The more you’re able to plan out and structure things in advance, the more each day is bound to feel as though it’s actually under your control, as opposed to being a source of assorted unknown and ominous threats, troubles, and poorly-defined challenges.
Try to get in the habit of time blocking your days out in advance using a day planner. Identify what your key tasks that day are going to be, and then pencil them in, making sure that you will only be doing one thing at a time, with minimal distractions.
This is an exercise that many successful professionals have used in a variety of different fields, and for good reason, too. It simply works.
Have everyday routines and rituals to help you keep your stress levels down
Stress is, essentially, the opposite of calm – which means that the more effectively you can manage and reduce your stress levels, the calmer you will feel, and the better able you will be to focus and to do your work from a position of strength rather than one of fear and anxiety.
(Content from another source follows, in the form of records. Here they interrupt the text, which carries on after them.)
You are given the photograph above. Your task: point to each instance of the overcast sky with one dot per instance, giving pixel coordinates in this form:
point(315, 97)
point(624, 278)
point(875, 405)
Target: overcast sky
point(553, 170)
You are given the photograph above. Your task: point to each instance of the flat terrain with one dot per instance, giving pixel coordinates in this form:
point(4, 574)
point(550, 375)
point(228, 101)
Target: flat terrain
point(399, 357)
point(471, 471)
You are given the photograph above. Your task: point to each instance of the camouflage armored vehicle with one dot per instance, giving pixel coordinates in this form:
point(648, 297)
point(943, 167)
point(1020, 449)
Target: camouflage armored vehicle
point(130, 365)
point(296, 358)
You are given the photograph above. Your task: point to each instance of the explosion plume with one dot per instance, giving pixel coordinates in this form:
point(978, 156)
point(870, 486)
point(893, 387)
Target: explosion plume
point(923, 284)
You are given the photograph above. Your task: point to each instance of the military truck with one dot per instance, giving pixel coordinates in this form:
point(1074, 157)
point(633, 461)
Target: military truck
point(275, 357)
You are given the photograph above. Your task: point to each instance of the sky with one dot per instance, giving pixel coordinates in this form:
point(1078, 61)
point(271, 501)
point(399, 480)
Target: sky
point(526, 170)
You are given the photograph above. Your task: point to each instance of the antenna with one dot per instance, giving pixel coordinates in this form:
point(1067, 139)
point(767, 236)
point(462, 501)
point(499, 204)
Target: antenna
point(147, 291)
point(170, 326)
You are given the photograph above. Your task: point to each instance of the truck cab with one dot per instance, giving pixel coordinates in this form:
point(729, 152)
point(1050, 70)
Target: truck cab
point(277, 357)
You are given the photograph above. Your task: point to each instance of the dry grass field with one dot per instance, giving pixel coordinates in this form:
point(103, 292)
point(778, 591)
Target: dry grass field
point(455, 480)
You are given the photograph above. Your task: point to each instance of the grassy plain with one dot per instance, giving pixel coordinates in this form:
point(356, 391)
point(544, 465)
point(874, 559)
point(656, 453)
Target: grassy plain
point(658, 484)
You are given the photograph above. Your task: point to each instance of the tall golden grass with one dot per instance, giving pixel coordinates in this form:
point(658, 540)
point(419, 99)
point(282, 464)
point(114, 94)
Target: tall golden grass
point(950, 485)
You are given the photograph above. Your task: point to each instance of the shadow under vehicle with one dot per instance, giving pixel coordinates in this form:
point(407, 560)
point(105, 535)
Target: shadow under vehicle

Of course, “keep your stress levels down” is easier said than done.
Ultimately, one of the best ways of managing your stress levels is by having everyday routines and rituals in place that help you to take your mind off things and find your centre.
Many people have found that some form of meditation practice can be very useful in this regard. Other people find that certain health supplements play an important role.
In any case, have tried and tested routines that you go through every day to help you to maintain balance.
Say no to multitasking, and do one thing at a time
Entrepreneurs frequently try to multitask as a means of increasing their productivity. According to research, though, this is a bad strategy.
What psychologists have found is that multitasking is bad for the brain, increases stress levels, and does not actually improve efficiency at all. In fact, it significantly reduces performance at any given task.
To keep your stress levels down, and to be able to focus in a calmer and more deliberate way, do what the academic and author Cal Newport suggests: do one thing at a time, filter out all distractions the best of your ability, and emphasize “deep work.”